Also erstmal danke für deine ausgiebige Hilfe.

Wenn ich den Query anhänge kommt:
Access denied for user 'd004a739'@'localhost' to database 'information_schema'

das is glaub ich nicht umgänglich oder


----------



## lmarkus31 (30. Juni 2007)

Hallo,

welche MySQL-Version setzt du denn ein und schränkst du die Tabellen, die du sehen möchtest in der SELECT-Klausel auf deine eigene Datenbank ein? 
Es könnte ein Berechtigungsproblem sein, aber eigentlich sollte jeder Zugriff auf die Metadaten seines eigenen Schemas haben. Mhm...
Mehr fällt mir im Moment dazu nicht ein.

Markus


----------



## ByeBye 182971 (30. Juni 2007)

Naja kann man wohl nichts machen....

Mysql Version weiß ich nicht genauso wenig wie die vorhandenen datenbanken oder tabellen...


----------



## mihi42 (18. April 2008)

Gerade den Thread mit Google gefunden, nette Methode mit dem Information_Schema - kannte ich bisher nur von MSSQL 

Wenn du nicht weißt welche MySql-Version du hast, dann probier mal "SELECT Version()" aus. Username() zu selecten ist auch ne gute Idee, weil manchmal soll der sogar 'root' sein. Für konstante Strings bietet sich char(30,31,32,33) statt '0123' an, wenn Hochkommas gefiltert werden.

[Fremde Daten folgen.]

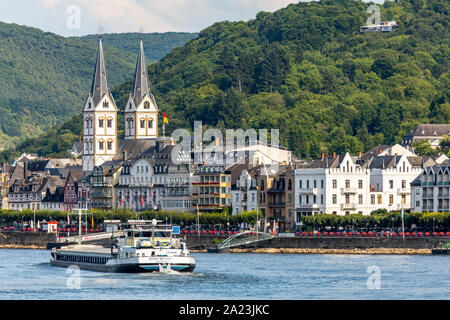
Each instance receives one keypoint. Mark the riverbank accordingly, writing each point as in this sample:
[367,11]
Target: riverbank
[21,246]
[372,251]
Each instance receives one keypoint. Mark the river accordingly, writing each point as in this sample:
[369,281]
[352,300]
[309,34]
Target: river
[27,274]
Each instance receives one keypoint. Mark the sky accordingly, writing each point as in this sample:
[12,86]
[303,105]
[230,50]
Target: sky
[81,17]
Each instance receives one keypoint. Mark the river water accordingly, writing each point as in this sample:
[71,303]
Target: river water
[27,274]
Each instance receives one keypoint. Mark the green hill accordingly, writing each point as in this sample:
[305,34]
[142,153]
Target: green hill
[306,70]
[156,45]
[44,78]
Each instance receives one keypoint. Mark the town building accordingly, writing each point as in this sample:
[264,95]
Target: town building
[383,26]
[434,133]
[431,190]
[244,192]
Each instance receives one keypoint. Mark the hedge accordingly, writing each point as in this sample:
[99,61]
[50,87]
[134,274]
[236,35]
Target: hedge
[8,217]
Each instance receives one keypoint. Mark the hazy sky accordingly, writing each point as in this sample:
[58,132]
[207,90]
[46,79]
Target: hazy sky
[80,17]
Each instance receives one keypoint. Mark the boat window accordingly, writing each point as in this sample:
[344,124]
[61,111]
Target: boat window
[162,234]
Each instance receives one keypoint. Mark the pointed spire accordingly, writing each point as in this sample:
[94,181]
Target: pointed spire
[140,84]
[99,84]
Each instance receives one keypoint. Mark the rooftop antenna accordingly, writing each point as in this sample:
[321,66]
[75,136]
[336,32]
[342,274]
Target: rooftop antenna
[141,31]
[100,30]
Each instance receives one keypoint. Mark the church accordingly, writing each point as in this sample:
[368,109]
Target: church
[100,141]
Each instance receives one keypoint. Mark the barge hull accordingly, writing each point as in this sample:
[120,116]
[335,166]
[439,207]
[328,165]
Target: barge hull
[126,268]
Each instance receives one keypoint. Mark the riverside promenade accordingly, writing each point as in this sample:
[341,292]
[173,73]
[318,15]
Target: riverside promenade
[297,244]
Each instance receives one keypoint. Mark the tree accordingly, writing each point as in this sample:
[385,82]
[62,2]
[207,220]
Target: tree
[423,148]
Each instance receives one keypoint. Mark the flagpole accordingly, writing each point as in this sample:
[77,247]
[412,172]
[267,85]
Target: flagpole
[403,225]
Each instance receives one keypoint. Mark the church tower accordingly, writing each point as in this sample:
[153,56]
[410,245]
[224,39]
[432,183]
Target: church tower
[141,111]
[99,118]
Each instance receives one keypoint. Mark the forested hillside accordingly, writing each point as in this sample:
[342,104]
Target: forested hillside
[156,45]
[306,70]
[44,78]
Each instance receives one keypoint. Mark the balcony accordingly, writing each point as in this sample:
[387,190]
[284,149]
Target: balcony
[348,206]
[348,190]
[308,206]
[314,191]
[404,191]
[277,204]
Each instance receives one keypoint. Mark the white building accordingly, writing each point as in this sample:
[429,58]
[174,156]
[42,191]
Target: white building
[244,194]
[99,119]
[154,181]
[334,185]
[141,111]
[345,185]
[431,190]
[390,178]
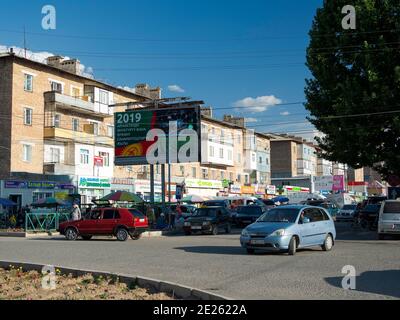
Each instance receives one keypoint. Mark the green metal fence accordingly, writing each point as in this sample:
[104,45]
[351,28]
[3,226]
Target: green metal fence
[44,221]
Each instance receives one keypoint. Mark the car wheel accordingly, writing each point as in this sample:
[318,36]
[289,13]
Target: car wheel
[328,243]
[71,234]
[250,251]
[215,230]
[292,246]
[136,236]
[122,234]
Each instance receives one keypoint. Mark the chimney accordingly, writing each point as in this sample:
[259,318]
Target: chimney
[155,93]
[72,66]
[238,121]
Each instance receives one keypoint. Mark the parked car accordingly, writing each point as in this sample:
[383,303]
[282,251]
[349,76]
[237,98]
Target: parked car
[368,216]
[246,215]
[346,213]
[389,219]
[118,222]
[208,220]
[289,228]
[187,210]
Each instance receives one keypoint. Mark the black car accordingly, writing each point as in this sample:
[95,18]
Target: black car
[248,214]
[208,220]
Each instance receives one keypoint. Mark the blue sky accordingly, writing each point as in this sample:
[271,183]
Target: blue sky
[219,51]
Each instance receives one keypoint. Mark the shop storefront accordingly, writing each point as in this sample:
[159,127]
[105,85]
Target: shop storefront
[27,192]
[205,188]
[92,188]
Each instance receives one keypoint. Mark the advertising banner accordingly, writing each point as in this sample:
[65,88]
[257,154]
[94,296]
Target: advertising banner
[158,136]
[338,183]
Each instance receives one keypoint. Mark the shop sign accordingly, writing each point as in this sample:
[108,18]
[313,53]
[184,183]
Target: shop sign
[94,183]
[248,189]
[235,188]
[271,189]
[196,183]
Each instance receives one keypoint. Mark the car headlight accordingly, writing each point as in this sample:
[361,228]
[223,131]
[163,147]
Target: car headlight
[279,233]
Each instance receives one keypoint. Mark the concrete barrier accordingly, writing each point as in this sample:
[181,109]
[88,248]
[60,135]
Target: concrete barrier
[177,290]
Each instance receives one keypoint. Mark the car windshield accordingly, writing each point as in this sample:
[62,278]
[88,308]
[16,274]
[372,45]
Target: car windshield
[280,215]
[349,207]
[205,212]
[371,208]
[250,210]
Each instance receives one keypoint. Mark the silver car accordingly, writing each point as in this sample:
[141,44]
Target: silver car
[389,219]
[288,228]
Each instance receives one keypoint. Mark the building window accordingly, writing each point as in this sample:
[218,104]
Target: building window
[75,124]
[55,155]
[27,153]
[204,173]
[103,97]
[106,158]
[110,131]
[84,156]
[28,116]
[28,82]
[194,173]
[56,86]
[211,151]
[57,121]
[95,128]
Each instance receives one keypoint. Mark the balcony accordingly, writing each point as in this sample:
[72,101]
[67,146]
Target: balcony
[82,105]
[80,137]
[58,168]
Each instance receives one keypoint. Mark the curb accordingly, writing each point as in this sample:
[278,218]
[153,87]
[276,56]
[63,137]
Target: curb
[177,290]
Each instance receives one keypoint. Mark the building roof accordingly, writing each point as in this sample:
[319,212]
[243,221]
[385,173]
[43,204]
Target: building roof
[89,81]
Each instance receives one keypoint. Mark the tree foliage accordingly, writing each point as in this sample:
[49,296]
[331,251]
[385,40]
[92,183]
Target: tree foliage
[354,93]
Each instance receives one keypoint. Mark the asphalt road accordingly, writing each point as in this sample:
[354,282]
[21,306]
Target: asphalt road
[220,265]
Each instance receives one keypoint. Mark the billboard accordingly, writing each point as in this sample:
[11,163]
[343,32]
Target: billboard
[158,136]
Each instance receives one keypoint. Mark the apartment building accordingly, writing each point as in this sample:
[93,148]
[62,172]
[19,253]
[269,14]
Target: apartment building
[57,125]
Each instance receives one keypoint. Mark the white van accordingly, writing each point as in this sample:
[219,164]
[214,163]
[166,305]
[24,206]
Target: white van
[389,218]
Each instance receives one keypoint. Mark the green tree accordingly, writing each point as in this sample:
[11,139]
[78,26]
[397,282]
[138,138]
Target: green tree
[354,73]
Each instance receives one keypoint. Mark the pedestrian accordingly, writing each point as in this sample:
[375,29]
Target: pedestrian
[76,213]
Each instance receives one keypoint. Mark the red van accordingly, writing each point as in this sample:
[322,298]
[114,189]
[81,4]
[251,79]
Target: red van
[118,222]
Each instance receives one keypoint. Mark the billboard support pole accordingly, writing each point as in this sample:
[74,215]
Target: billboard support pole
[152,184]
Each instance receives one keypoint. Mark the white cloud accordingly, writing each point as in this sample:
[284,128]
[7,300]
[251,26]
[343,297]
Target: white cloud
[259,104]
[175,88]
[249,120]
[42,56]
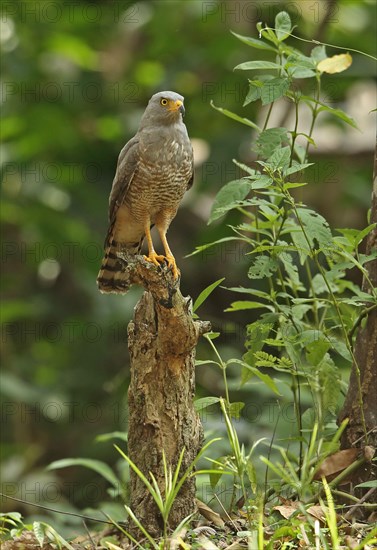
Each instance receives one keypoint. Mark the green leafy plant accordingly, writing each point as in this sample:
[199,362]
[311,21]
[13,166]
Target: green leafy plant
[308,310]
[12,526]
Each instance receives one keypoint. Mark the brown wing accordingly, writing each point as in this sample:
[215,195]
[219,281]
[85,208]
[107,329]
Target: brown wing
[191,180]
[126,168]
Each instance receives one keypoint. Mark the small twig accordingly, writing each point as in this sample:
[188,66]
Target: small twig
[225,512]
[55,510]
[351,511]
[89,535]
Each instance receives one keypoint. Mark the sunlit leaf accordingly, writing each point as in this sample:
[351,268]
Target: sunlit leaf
[283,25]
[97,465]
[335,64]
[238,118]
[254,43]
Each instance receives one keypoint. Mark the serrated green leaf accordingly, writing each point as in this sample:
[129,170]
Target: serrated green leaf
[204,402]
[112,435]
[271,139]
[204,247]
[280,158]
[245,304]
[263,266]
[252,475]
[329,380]
[227,197]
[338,113]
[97,465]
[257,333]
[211,335]
[283,25]
[217,470]
[254,43]
[368,484]
[254,65]
[254,93]
[316,350]
[265,378]
[234,409]
[274,89]
[205,293]
[318,53]
[297,167]
[38,532]
[317,235]
[238,118]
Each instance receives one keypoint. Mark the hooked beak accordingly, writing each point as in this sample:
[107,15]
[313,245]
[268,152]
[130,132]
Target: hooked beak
[178,106]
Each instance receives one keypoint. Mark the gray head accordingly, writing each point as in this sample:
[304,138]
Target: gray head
[164,108]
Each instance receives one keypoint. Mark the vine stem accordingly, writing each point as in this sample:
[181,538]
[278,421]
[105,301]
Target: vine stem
[315,114]
[337,309]
[223,368]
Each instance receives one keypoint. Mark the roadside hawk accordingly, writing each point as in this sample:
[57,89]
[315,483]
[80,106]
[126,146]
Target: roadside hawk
[155,169]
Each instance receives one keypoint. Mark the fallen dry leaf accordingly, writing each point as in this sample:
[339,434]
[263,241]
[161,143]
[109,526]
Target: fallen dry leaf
[317,512]
[209,514]
[336,463]
[287,510]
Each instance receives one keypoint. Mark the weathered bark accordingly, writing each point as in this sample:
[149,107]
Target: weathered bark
[356,433]
[161,341]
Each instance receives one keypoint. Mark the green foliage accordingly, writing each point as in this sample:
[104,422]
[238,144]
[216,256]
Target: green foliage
[296,263]
[12,526]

Für deinen Verwendungszweck könnte "group_concat()" auch ganz praktisch sein, weil häufig bekommt man vom Ergebnis nur die erste Zeile. Und ein Googlen nach "blind SQL injection" findet sogar Tricks wie man mit viel Trial&Error selbst dann Ergebnisse aus der DB bekommen kann, wenn man keine einzige Zeile der Ausgabe erhält (sondern beispielsweise nur die Zeit die sie brauchte oder den Rowcount des Ergebnisses). BENCHMARK() in IF() verpacken heißt das Zauberwort, das dauert ne Weile wenn das IF zutrifft.

Achja, immer schön legal bleiben und keine Daten ausspähen oder verändern, wenn du vom Eigentümer der DB nicht die Erlaubnis dazu hast. (Meiner Erfahrung nach ist es aber manchmal hilfreich, Daten aus der DB vorzeigen zu können, wenn der "verursachende" Programmierer seine Sicherheitslücken nicht einsieht).

mihi


----------